Most creatures have DNA or Deoxyribonucleic acid as their genetic material, whereas viruses have RNA or Ribonucleic acid. A DNA molecule is made up of two polynucleotide chains, which are chains that contain numerous nucleotides. Let’s take a closer look at the chain’s structure.

Structure Of Polynucleotide Chain

A nucleotide is made of the following components:

 

• Pentose sugar – A pentose sugar is a 5-carbon sugar. In the case of DNA, this sugar is deoxyribose whereas, in RNA, it is ribose.
• Phosphate group
• Nitrogenous bases – Purines and Pyrimidines are the two categories. Adenine and Guanine are purines, while Cytosine and Thymine are pyrimidines. Thymine is replaced by Uracil in RNA. Nucleoside = nitrogenous base + pentose sugar (through N-glycosidic bond).

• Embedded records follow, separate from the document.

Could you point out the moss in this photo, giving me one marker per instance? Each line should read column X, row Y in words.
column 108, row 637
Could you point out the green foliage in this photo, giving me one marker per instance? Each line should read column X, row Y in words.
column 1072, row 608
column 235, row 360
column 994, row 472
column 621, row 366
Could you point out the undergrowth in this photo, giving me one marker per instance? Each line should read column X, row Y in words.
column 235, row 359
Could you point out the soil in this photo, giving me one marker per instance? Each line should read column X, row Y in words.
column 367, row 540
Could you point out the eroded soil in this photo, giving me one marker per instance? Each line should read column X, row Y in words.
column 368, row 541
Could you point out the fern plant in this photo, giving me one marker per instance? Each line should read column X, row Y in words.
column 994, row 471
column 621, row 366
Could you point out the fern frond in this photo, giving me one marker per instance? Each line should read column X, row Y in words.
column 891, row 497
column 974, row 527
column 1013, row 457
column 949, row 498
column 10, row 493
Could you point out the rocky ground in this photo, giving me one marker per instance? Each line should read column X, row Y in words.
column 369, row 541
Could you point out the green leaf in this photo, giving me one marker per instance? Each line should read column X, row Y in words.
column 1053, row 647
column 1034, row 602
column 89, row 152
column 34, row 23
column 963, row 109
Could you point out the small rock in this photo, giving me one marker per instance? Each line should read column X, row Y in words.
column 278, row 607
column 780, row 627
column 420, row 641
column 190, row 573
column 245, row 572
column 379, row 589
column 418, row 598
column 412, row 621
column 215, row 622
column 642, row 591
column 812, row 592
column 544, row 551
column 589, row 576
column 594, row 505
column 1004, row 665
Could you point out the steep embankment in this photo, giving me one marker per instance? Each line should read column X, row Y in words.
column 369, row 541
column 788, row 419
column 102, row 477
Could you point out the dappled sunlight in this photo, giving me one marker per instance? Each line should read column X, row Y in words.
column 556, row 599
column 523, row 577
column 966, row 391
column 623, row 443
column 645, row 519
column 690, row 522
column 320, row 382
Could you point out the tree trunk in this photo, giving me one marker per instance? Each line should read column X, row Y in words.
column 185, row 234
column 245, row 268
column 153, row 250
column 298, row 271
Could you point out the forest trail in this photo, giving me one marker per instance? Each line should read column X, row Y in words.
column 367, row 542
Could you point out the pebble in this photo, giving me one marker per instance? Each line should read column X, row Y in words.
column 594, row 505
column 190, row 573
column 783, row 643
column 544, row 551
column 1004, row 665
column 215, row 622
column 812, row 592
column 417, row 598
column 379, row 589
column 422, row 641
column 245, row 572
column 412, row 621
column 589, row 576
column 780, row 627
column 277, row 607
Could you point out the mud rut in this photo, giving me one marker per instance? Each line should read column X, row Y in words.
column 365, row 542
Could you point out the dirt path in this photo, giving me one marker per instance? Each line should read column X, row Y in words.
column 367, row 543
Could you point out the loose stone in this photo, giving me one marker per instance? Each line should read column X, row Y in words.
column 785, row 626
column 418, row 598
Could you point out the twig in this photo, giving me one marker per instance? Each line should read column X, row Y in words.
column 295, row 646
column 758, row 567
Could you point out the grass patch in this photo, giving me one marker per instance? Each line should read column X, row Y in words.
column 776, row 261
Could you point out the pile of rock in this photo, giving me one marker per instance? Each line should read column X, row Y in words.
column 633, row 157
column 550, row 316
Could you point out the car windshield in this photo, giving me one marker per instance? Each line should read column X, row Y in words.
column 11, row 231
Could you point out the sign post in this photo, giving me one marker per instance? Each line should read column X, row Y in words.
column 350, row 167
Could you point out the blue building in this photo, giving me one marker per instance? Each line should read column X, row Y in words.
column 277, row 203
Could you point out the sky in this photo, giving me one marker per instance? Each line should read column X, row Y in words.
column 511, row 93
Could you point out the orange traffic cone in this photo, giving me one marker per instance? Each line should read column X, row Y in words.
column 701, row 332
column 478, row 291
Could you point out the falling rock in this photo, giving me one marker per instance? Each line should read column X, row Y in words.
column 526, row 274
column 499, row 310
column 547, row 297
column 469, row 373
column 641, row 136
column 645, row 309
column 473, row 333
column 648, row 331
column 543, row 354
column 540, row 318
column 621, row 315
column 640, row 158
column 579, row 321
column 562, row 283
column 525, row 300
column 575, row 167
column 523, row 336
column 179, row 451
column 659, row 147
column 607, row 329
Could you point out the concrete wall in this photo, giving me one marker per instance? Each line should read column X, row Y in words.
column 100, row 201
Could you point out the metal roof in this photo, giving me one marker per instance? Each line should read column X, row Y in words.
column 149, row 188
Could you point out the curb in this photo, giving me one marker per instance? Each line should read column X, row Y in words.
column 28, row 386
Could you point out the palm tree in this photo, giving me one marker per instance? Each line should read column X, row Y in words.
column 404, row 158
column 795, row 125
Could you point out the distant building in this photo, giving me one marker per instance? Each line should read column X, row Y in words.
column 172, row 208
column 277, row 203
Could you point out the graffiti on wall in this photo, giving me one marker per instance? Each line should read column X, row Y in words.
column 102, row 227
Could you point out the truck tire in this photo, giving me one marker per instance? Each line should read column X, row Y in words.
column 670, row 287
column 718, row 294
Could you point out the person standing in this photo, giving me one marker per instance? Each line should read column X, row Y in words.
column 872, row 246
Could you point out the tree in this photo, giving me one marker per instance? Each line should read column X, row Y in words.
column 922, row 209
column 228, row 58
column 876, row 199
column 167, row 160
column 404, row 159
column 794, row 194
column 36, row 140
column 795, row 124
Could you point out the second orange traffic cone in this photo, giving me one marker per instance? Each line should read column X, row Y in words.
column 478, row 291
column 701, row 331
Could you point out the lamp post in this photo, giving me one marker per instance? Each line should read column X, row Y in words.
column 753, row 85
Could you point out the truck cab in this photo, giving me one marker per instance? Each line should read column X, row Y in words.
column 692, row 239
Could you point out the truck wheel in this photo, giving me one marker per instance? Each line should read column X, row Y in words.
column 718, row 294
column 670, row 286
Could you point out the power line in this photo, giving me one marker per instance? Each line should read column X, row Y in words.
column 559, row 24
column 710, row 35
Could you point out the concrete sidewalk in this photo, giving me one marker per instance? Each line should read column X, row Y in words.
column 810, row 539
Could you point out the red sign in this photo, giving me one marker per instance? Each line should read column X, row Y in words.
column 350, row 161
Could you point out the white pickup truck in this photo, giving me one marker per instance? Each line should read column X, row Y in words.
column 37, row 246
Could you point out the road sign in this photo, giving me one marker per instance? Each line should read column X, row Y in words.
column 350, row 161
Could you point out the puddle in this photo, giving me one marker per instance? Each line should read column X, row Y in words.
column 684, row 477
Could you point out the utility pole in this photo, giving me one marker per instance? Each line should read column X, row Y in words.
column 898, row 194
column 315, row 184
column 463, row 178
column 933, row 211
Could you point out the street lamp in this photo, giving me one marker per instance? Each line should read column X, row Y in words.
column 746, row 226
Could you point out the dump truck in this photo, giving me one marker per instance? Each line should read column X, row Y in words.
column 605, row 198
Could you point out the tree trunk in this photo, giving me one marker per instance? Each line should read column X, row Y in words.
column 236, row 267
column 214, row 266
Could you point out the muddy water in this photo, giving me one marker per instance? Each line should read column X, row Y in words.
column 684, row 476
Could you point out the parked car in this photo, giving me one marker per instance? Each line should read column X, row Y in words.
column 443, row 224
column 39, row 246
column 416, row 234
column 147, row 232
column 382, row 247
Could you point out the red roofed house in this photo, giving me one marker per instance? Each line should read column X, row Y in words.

The free phosphate group at the 5′ ends of a polynucleotide is referred to as the 5′ ends. Similarly, the sugar possesses a free 3′-OH group at the polynucleotide’s opposite end, known as the 3′ ends. The backbone of a polynucleotide chain is made up of pentose sugars and phosphate groups, from which nitrogenous bases extend.

FAQs on DNA Packaging

Question 1: What is Double Helix Structure?

Answer:

In molecular biology, the structure created by double-stranded molecules of nucleic acids like DNA is referred to as a “double helix.” A nucleic acid complex’s double helical helix results from its secondary structure, 

Q2: What happens if DNA is not packaged properly?

Answer:

Inadequate packaging of DNA can cause it to become tangled and damaged, which can result in mutations and perhaps lead to genetic diseases.

Q3:  Can DNA packaging be modified?

Answer:

Yes, epigenetic alteration, a process, can change the way DNA is packaged. This may have an impact on gene expression and contribute to the emergence of specific diseases.